If we use VCs for 'customer intent' as Mastercard will be, it opens the door for much broader use of customer data to reduce risks, improve experiences, and personalise moments.
That's a big deal if Google and Mastercard can drive adoption of the VC standard across Agentic Commerce.
VCs have been around for years. But this move suggests that the underlying tech is now ready for primetime across payments.
2. Some are calling BS on the speed of adoption of agentic.
Some of it is fair. There's a lot of frothy analyst and innovation hype out there. But look closer, and these moves by Google and Mastercard are about the infrastructure required for scale. Not a whizzy new app.
It’s going to take time to build the foundations.
But like watching a building site in a city, for years it sits derelict while they do the planning. It’s just a boarded-up space for months on end. Then suddenly, in only 4 weeks, there’s a whole high rise in place. A hive of activity and scale.

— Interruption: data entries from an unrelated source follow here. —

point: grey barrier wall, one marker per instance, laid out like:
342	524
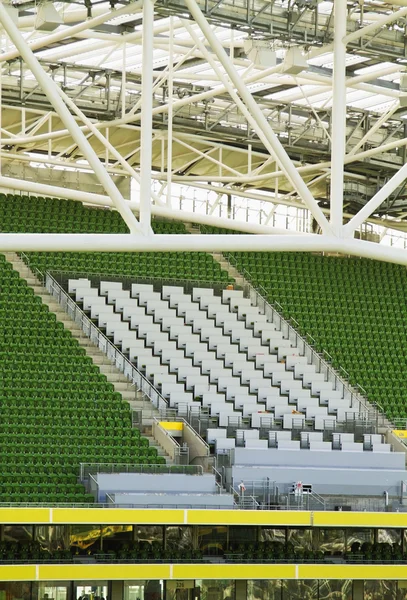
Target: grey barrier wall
329	472
180	500
143	483
313	458
324	481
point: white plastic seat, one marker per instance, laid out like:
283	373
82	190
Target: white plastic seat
116	293
198	293
256	443
138	288
320	446
73	284
288	445
81	292
215	434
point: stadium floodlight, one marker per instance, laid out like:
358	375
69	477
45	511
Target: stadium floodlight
260	52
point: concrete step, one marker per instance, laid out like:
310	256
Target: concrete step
129	393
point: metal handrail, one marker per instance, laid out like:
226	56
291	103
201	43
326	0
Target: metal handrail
90	469
104	344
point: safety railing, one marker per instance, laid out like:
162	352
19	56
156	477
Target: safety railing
306	347
91	469
103	343
188	285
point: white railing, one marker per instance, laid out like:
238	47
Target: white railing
273	315
104	344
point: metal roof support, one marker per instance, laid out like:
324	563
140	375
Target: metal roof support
161	211
69	32
338	132
103	140
262	125
376	201
146	116
51	90
385	20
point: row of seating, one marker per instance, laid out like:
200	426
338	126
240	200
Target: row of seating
19	213
215	353
351	308
283	440
57	409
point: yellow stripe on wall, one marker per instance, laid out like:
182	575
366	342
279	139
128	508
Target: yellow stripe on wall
359	519
248	517
199	571
104	572
172	425
117	516
145	516
24	515
236	571
17	573
352	572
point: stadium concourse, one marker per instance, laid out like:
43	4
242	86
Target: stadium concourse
203	325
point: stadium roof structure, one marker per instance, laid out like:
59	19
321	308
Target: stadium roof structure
299	103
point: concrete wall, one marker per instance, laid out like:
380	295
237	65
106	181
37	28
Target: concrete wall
165	440
152	500
168	483
396	443
307	458
324	480
197	446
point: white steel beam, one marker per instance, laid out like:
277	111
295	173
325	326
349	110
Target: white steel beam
146	116
105	142
51	242
50	88
160	211
376	201
385	20
263	126
338	117
69	32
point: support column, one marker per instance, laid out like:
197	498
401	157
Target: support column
240	589
146	117
235	87
170	112
117	590
338	117
358	590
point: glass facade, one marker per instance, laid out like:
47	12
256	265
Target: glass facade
207	589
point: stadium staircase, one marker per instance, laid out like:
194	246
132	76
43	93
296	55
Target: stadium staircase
136	399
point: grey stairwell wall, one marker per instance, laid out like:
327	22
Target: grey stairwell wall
327	481
314	458
335	472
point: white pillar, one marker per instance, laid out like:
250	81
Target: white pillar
50	89
146	117
376	201
170	111
263	126
338	133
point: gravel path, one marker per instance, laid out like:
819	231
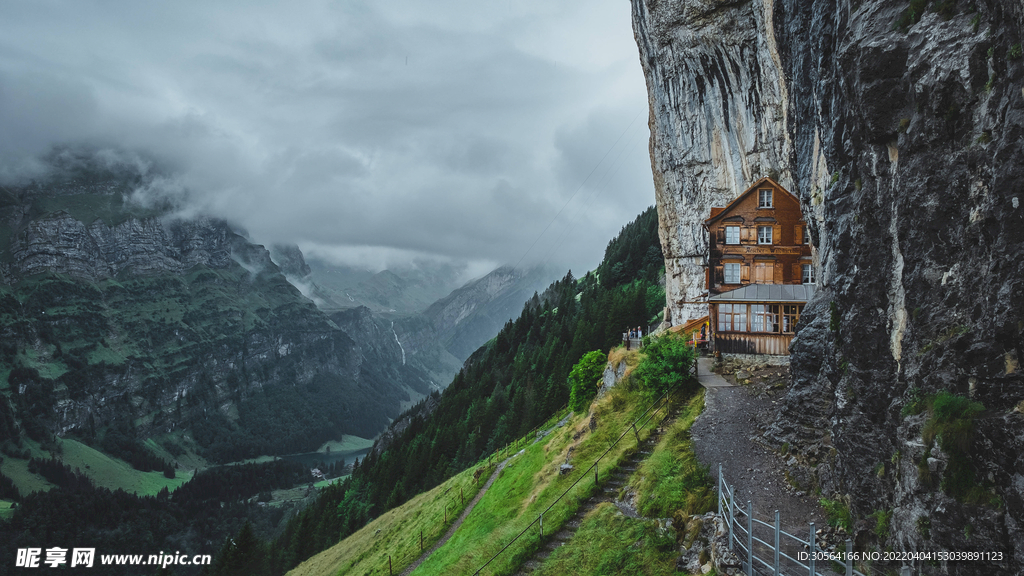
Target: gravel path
728	432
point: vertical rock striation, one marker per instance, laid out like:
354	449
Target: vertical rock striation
717	122
899	125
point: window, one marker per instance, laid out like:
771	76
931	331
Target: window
808	273
764	273
732	235
764	318
791	316
732	318
732	274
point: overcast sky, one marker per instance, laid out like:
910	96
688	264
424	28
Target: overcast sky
375	131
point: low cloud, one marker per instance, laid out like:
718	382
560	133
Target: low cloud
377	132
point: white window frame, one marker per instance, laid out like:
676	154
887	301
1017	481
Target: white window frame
726	277
732	235
732	318
807	274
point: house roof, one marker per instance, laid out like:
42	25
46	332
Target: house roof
718	213
767	293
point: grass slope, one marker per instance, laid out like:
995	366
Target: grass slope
5	509
114	474
670	483
672	480
531	483
396	533
608	542
17	470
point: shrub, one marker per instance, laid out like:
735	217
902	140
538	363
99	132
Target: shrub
584	378
667	365
882	520
838	512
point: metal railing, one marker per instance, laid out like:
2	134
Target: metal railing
748	546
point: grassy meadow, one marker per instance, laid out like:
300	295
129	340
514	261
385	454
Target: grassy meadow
396	532
531	483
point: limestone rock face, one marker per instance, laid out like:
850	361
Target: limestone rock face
901	133
717	120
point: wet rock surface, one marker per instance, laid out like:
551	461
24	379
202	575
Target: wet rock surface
900	129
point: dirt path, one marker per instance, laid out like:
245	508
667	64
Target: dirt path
462	518
728	432
610	488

Because the first part - less visible to most - is designing and drilling the foundations.
That's what's happening here with Agentic Commerce.
It's going to happen gradually, then suddenly.
3. Let’s not mistake ‘Intent’ for just payments.
Yes, we need this puzzle piece to handle payment chargebacks, disputes and liability.
But again, look closely and once we have verifiable intent captured (and digitally signed) as a 'verifiable credential'… we now get portable, trusted and potentially privacy-preserving customer demand signals that travel much further than the shopping basket.
Not just ‘check out mechanics’. More like verified customer needs that can be shared with brands directly.
Verifiable demand, from real people, with real intent. Thats the shift to pay attention to here. And it’s what retailers, banks, merchants, and many more need to be preparing for.